É. Laurent indique que l’inclusion du sujet dans l’autisme implique le fonctionnement d’un signifiant seul dans le réel, sans déplacement, dans la recherche d’un ordre fixe et d’un jeu du symbolique « réellisé », sans équivoques possibles. L’absence d’empathie dont les autistes font preuve n’est pas nécessairement un handicap, mais leur permet de fonctionner sans les obstacles imaginaires propres à la vie quotidienne. L’encapsulation autiste est une bulle de protection fermée d’un sujet. La question se pose donc sur la façon dont peut se déplacer ce néo-bord au cours du traitement.

Quand il arrive en consultation, l’enfant autiste rejette habituellement tout contact avec l’autre, qu’il vit comme intrusif pour ce bord encapsulé quasiment collé à la surface de son corps. Le déplacement de cette carapace est rendu possible par l’articulation d’échanges avec un autre ressenti comme moins menaçant.
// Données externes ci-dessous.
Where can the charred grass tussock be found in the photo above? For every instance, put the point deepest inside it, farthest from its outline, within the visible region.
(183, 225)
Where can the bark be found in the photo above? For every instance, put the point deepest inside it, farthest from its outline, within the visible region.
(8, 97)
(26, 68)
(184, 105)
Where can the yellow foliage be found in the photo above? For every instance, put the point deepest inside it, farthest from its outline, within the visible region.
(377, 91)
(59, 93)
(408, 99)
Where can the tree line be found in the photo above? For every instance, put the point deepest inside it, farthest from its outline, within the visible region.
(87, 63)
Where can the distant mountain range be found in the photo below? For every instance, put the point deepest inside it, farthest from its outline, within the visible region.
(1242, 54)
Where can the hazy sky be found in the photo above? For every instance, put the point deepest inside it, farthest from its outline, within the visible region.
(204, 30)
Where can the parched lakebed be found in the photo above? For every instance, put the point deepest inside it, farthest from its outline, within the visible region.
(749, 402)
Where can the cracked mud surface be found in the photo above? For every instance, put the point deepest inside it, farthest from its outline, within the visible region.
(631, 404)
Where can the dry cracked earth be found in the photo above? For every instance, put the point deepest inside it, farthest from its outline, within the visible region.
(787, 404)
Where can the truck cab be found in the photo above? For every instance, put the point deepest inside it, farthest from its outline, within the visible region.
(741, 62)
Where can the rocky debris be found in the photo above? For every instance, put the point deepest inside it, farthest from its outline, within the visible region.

On cherche à construire un espace – qui ne soit ni du sujet ni de l’autre – favorisant une approche qui sorte l’enfant de son indifférence et de son exacte répétition dans sa relation à l’autre, et s’articulant comme un « espace de jeu ». Ces échanges dans le réel – et non pas purement imaginaires – lors desquels intervient la métonymie d’objets, ménagent la création d’une aire de déplacement du bord, ainsi que l’émergence de signifiants qui en viennent à s’intégrer à la langue privée de l’enfant. À l’occasion, « l’objet autiste » avec lequel l’enfant se déplace s’inclut lui aussi dans le circuit des objets. Cet objet fait partie de son invention personnelle : l’orientation analytique qui vise à l’opération de « séparation », sans pour autant l’inscrire, n’indique en rien qu’il faille dépouiller l’enfant de cet objet.

La psychanalyse permet de se séparer de l’état de repli homéostatique sur le corps encapsulé et de passer à un mode de subjectivité de l’ordre d’un « autisme à deux ». L’analyste devient ainsi le nouveau partenaire du sujet, hors de toute réciprocité imaginaire et sans la fonction d’interlocution symbolique.

Les transformations du symbolique ne change rien sur ce point essentiel : en psychanalyse nous nous adressons toujours à un sujet en tant que parlêtre à la recherche de sa sortie singulière.

NOTES

  1. Maleval, J.-C., L’autisme et sa voix, Paris, Seuil, 2009.
  2. Laurent, É., « Autisme et psychose : poursuite d’un dialogue avec Robert et Rosine Lefort », La cause freudienne, n° 66, Paris, Navarin, mai 2007, pp. 105-118.